4. Remove what you can
You may have found your personal information publicly listed and up for sale on background check websites, also called data brokers or people search websites. One example is the site Spokeo.com. Take a second now to visit Spokeo and search for yourself; we’ll wait. You’ll probably be shocked by what comes up (and FYI, here’s how to remove your listing).
Many employers purchase background checks on potential hires as part of the hiring process. However, background check websites are notorious for providing inaccurate files, sometimes reporting that a potential hire has a criminal record when she truly doesn’t, or getting other factual information wrong. Your best bet is to review the information these sites list about you and either make sure it’s correct or remove it from the site.
We at Abine posted do-it-yourself removal instructions for about 20 of the biggest sites like these. Alternatively, our premium DeleteMe service will do the removals for you. And for more on this topic, check out our extensive “how to delete things from the Internet” guide, which includes things like negative blog posts or articles.
5. Create content that puts your best foot forward
Use social media and commenting as a means of branding yourself and selling your best qualities. If you’re prepared for a little self-censorship, posting under your real name can be a smart strategy. Knowing that anything you say online may show up when someone Googles you, use your postings to your advantage. Post intelligent, grammatically-correct, spell-checked, well-reasoned content. Express yourself in the field in which you want to become established. Don’t forget that good search results can be better than no search results.

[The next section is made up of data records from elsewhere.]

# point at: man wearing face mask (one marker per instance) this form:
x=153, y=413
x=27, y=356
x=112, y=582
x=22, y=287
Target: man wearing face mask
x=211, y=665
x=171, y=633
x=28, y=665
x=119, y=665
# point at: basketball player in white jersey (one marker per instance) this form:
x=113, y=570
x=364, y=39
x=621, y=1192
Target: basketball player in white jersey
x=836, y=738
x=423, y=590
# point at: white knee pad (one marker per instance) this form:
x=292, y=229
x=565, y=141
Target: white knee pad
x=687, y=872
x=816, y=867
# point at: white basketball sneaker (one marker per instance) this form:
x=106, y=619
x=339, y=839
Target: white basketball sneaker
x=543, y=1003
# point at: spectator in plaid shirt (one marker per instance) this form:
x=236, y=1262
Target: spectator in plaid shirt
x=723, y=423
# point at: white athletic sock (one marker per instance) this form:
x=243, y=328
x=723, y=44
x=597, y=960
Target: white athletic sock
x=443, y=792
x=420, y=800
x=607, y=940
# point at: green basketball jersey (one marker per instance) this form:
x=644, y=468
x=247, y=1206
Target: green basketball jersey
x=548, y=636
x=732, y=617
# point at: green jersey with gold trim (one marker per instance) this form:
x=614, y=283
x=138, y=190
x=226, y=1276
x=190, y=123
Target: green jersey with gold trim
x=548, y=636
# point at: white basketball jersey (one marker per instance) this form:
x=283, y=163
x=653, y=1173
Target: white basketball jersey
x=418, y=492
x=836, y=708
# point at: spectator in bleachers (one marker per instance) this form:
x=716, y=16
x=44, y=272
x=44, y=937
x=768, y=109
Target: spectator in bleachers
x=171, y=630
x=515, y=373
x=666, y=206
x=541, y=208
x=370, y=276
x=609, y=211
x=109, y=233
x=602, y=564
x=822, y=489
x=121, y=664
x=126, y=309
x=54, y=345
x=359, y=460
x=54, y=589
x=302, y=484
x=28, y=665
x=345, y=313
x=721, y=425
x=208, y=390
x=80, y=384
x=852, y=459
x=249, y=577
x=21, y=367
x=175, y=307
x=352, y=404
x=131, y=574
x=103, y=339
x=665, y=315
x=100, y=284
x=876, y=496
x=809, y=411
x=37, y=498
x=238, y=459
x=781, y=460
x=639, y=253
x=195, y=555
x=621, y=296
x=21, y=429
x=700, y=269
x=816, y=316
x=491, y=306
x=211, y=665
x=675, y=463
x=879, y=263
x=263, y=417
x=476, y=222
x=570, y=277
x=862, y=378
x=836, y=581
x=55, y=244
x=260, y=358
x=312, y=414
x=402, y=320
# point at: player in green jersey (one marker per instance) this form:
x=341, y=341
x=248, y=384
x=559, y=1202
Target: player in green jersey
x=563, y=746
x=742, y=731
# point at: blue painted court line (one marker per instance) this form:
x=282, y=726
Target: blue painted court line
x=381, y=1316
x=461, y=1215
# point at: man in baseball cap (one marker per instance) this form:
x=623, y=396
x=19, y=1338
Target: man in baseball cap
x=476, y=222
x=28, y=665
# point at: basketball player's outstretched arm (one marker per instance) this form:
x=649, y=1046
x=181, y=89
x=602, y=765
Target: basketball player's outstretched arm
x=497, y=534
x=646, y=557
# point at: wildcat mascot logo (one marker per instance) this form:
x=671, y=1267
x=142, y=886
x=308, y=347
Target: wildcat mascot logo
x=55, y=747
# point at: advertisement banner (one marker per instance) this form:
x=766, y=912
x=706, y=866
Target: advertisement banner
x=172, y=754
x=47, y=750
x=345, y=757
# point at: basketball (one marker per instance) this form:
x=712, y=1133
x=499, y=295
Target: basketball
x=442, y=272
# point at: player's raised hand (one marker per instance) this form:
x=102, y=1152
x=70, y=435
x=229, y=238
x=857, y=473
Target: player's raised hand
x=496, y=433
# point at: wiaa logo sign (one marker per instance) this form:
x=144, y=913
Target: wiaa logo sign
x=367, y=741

You can also create positive online content to bury negative online content. Certain sites consistently rank highly in search results, and simply by creating a profile on them with your name and a bit of identifying information, you can suppress negative results. Make sure that you set your privacy settings to be publicly viewed, and only post content that you’re absolutely sure you won’t regret later. Here’s a starting list of sites to use:
- Yahoo Pulse
Now you’re ready to take control of your online presence! It can be tough to balance online authenticity (i.e., seeming like a real person and not a cardboard cut-out) and the need for a professional image, but think of the job-seeking process for the limited time period that it is: you won’t have to be this strict forever. It’s also unnecessary to censor so much that you aren’t yourself. You can still speak about what’s interested and exciting and funny to you, but do so eloquently and with an eye for potentially risky content.